You can feel it – it’s electric! Boogie-woogie-woogie.

Tonight I was working on my fishtank. I’d recently rearranged some corals to let them get a little more light and also free up some new space for some new ones. The side effect was that I’d noticed that one coral was stinging another one (too close together) and had decided to move them apart. While I had my hand in the tank, I noticed a pins-and-needles feeling in my arm that was underwater and moving the coral.

Hm, I thought – pinched nerve? Was the coral stinging me in some new and unusual fashion? I dropped the coral on to a rock and pulled my hand out, then squeezed my arm with the other hand. Nope, nothing felt unusual. I put my hand back in the water and immediately felt the sensation again. “Let’s see” I thought. “This is a familiar feeling. I’ve felt this before – oh yea, that’s what it feels like when I accidently grab a live wire. It appears my tank is trying to electrocute me”.

I walked around the tank a couple times and looked at the many types of electrical things I have plugged in. There were five different pumps, two heaters, a chiller, a motorized turning fan, a UV sterilizer, three sets of lights, a computer and it’s many sensors, a de-humidifier, moon lights (little blue led’s), and the hood mounted fans. Nothing was obviously smoking or had warm electrical cables. I don’t remember what the logic was, but I put my hand in the sump tank in the back room and received a shock about twice as powerful as from the main tank.
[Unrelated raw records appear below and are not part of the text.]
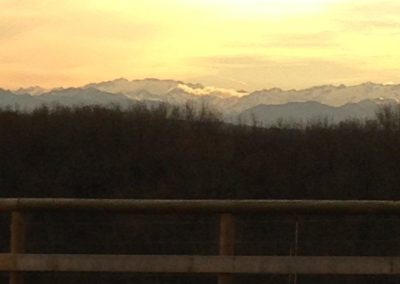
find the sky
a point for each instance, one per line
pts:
(241, 44)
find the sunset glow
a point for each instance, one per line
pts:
(226, 43)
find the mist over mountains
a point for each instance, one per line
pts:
(335, 103)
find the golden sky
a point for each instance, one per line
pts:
(243, 44)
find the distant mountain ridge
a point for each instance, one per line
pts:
(335, 102)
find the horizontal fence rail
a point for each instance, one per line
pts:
(202, 206)
(225, 265)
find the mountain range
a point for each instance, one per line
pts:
(337, 103)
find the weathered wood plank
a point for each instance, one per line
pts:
(201, 264)
(226, 243)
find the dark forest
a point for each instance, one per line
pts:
(168, 152)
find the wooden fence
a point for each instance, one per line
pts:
(225, 265)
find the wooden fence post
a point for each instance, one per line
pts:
(226, 243)
(17, 242)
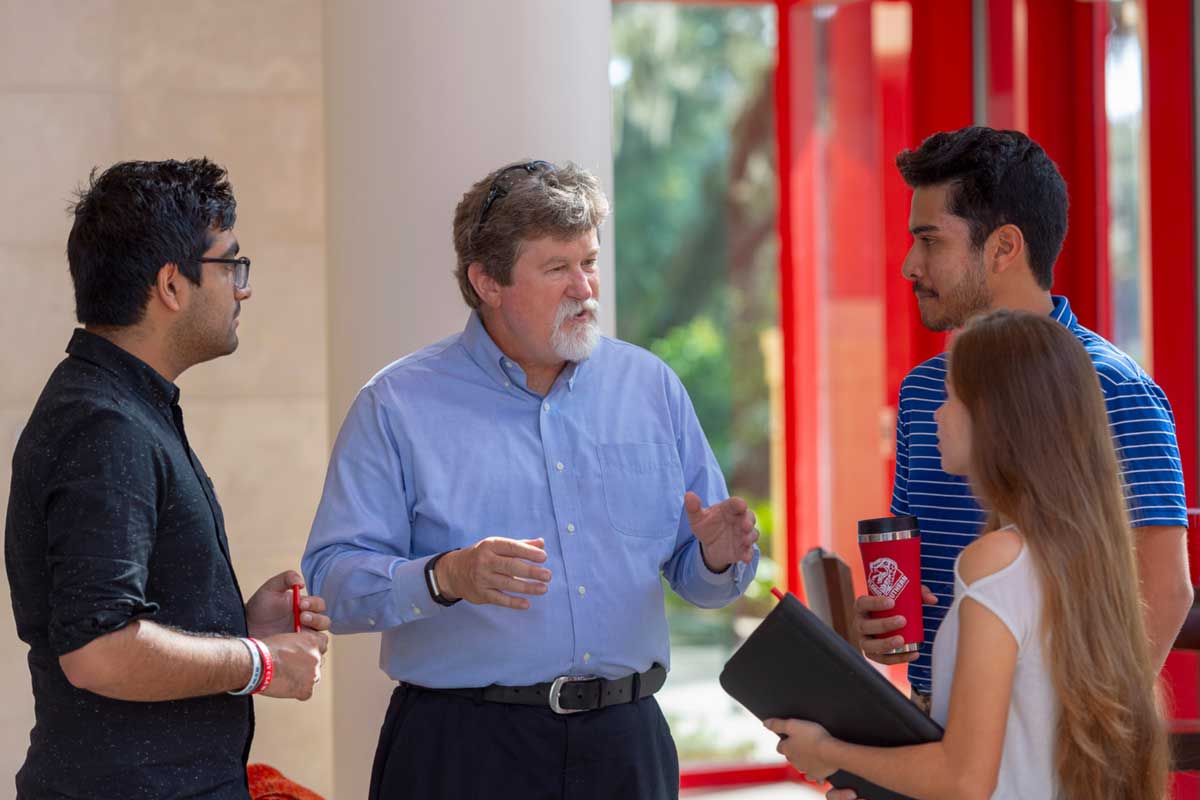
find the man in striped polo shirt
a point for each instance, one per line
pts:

At this point, I decided I wouldn’t put my hand in the sump until I had better resolved the issue.

Front of the tank (it’s a little dirty right now)

Back of the tank

I realize it may at first glance appear that anybody with that number of electric cables around salt water is just looking for a complicated and expensive method of suicide, but there’s actually some safety rules and cautionary measure that I take. First, everything is plugged into GFIs. Those breakers are supposed to automatically trip if they come into contact with a ground. Secondly, all plugs and connectors are above the level of the water – so a water leak/drip won’t flow into a socket. Third – everything that’s electrical and has to sit on the floor (the metal halide lighting balasts and chiller) are actually sitting on top of something so that if there is a flood – it’d have to cover the floor by at least six inches before it comes into contact with anything electronic.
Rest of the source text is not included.